Someone supplied the union with a list of data that has put our labor 
management negotiators in a very difficult position.  We would like to see a 
list of everyone whose security permits them to print out that kind of data.

Mark's situation may be different than ours.  But these are some examples of 
why we might want more tools in our box of diagnostic alternatives, and some 
of the ways we try to deal with these issues.

Al Macintyre  ©¿©
MIS Manager Green Screen Programmer & Computer Janitor of BPCS 405 CD Rel-02 
running on AS/400 V4R3 http://www.cen-elec.com Central Industries of 
Indiana--->Quality manufacturer of wire harnesses and electrical 
sub-assemblies

From:   Oliver.Cherryman@mynd-uk.com (Cherryman, Oliver)

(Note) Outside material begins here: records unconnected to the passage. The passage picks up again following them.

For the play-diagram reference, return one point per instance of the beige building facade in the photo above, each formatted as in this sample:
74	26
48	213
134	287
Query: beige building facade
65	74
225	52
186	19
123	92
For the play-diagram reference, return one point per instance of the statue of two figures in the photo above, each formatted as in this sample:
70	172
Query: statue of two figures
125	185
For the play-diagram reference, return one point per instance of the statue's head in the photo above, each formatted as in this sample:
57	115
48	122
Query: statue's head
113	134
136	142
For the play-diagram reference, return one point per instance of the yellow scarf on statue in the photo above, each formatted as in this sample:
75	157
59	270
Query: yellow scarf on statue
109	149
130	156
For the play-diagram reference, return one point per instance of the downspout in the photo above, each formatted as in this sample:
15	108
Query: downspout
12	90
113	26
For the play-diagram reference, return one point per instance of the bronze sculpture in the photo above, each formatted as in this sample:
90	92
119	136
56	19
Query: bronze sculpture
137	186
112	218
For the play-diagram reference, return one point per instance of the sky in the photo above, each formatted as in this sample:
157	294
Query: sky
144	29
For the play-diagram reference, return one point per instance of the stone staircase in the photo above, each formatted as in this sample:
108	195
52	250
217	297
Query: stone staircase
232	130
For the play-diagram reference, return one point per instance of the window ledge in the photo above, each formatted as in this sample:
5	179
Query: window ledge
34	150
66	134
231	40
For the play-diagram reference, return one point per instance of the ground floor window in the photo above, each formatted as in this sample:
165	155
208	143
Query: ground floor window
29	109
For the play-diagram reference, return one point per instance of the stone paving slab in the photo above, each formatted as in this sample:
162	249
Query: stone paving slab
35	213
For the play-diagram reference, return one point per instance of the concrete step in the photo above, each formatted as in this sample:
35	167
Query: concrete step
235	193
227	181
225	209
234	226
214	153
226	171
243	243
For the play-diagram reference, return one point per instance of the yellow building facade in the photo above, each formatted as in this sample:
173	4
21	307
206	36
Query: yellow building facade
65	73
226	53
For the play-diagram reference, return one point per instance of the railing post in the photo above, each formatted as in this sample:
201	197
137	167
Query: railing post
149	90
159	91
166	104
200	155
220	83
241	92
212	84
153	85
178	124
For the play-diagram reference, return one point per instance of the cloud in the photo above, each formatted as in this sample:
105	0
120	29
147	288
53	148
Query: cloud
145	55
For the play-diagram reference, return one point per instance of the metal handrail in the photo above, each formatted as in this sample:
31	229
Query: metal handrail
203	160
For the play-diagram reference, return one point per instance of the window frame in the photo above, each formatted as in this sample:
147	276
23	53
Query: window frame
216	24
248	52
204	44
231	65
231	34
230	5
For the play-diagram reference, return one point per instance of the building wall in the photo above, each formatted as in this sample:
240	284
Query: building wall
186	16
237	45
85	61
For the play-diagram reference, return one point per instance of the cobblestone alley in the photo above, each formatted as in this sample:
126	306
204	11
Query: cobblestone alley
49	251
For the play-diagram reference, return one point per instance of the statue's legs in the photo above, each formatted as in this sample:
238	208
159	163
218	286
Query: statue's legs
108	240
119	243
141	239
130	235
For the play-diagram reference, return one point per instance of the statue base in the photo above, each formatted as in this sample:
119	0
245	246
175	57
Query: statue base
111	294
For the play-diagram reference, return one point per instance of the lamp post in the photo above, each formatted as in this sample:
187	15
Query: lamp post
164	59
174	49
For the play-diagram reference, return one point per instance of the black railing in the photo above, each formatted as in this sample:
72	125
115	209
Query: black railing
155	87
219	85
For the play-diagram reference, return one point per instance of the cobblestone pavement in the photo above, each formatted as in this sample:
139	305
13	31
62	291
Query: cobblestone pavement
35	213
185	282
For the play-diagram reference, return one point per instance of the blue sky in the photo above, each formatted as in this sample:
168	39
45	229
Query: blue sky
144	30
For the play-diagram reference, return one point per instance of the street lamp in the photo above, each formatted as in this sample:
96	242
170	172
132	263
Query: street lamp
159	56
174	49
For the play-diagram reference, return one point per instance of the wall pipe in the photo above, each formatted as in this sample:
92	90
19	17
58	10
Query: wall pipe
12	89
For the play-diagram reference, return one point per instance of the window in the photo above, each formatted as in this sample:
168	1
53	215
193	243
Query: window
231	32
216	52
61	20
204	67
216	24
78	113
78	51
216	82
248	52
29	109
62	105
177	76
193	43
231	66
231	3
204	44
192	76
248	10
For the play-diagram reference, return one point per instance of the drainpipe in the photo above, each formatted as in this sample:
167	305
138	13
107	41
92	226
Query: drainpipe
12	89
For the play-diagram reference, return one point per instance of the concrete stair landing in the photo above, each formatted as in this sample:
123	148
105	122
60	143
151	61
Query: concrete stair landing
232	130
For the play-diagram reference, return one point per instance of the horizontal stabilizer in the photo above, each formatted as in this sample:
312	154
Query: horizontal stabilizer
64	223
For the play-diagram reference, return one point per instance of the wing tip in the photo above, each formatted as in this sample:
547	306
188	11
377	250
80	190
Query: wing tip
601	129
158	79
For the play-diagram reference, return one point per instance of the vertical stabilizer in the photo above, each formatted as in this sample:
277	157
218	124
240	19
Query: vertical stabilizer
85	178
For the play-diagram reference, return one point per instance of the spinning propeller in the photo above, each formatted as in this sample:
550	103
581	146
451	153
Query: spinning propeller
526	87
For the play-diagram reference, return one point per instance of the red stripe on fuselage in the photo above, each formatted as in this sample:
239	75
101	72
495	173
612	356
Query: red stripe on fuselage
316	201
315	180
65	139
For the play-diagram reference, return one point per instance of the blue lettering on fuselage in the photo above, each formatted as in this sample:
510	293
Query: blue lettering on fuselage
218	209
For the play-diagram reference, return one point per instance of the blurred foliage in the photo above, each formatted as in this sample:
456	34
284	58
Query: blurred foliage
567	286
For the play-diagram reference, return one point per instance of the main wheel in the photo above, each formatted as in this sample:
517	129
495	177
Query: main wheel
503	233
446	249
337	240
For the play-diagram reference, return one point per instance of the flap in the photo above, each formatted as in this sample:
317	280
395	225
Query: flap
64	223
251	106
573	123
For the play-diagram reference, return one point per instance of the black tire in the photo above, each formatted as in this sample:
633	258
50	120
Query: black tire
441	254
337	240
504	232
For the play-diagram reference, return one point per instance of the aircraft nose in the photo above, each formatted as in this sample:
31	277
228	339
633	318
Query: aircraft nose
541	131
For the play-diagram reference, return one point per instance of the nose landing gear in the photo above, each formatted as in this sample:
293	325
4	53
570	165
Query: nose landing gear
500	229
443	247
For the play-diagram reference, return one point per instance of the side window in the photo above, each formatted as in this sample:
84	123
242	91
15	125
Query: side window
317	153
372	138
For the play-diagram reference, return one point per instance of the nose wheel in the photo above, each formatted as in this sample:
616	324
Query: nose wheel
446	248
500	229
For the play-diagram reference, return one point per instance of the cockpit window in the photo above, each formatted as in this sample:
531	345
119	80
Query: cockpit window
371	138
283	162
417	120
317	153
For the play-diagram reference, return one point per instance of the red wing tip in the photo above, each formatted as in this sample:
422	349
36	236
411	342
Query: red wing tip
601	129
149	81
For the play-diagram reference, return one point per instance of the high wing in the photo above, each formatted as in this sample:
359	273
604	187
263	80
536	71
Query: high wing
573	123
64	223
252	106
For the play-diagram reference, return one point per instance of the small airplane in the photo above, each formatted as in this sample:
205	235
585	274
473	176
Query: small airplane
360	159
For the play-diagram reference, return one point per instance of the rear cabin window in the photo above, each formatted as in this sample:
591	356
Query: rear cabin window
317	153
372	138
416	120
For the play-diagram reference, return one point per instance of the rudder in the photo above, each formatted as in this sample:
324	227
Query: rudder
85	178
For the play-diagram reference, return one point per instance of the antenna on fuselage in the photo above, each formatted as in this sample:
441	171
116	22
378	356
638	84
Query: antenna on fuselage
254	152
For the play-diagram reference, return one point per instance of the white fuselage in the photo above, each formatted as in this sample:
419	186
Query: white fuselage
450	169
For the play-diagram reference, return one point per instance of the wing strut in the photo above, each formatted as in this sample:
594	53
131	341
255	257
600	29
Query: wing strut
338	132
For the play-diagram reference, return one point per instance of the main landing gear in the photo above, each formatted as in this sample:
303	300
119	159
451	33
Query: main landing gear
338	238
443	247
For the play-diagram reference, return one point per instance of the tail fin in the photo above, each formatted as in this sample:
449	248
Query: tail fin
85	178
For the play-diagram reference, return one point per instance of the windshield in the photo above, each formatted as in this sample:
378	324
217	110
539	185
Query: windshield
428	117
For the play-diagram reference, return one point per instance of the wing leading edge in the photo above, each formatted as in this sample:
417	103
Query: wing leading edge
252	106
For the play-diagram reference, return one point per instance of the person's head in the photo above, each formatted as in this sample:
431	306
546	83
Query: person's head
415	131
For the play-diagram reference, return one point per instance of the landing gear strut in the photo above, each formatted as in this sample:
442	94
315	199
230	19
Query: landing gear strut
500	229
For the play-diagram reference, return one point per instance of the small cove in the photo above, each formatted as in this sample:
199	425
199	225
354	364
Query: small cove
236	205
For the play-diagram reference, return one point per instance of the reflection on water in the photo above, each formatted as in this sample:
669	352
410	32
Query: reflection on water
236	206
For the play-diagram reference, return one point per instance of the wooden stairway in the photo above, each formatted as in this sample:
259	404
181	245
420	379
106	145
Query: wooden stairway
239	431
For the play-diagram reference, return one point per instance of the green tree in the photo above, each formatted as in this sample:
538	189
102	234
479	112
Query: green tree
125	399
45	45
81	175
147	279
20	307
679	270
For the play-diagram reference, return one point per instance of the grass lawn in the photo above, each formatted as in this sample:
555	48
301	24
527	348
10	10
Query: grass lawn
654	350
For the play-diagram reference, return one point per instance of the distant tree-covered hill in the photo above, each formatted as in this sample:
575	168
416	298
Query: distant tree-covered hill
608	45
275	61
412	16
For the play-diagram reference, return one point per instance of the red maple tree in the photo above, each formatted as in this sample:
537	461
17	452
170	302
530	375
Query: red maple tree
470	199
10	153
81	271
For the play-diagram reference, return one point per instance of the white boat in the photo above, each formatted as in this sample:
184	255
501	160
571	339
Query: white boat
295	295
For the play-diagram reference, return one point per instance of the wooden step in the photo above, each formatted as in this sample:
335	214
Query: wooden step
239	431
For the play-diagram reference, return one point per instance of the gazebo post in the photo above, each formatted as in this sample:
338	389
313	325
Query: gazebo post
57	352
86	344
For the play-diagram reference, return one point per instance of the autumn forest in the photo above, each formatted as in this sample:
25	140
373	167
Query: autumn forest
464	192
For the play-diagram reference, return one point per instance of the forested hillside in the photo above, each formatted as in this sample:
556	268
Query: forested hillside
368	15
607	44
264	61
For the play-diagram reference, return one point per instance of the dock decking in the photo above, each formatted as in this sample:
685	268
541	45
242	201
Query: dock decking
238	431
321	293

Please explain why do you need to know what was read in the first instance ?

What's the business practice ?

Are your files already journalled ?  If so do your applications use
commitment control ?

Have you considered reading the file in update mode and doing a (dummy)
update immediately afterwards to create a journal entry, or trigger a
trigger program ?

Regards

Oliver

From:   markallen@kellyskids.com (Mark Allen)

Thanks but I need to know what record was read (i.e. Customer Master
Key=1234567, etc.)

Mark Allen
IS Manager
Kelly's Kids
markallen@kellyskids.com

-----Original Message-----
On Behalf Of Rob Dixon

Mark

If you journal with OMTJRNE(*NONE) , then your joiurnal will record will
record any opens and closes of journalled files.  However, it does not tell 
you
which records in a file were read only those which were changed.

> Since this has come up here and I have been trying to find a "simple" way
> (i.e. like journaling, no program changes) to find out who has "read" a file
> and since Simon brought it up in his reply, does anyone have an idea of how
> to in essence "journal" read op's???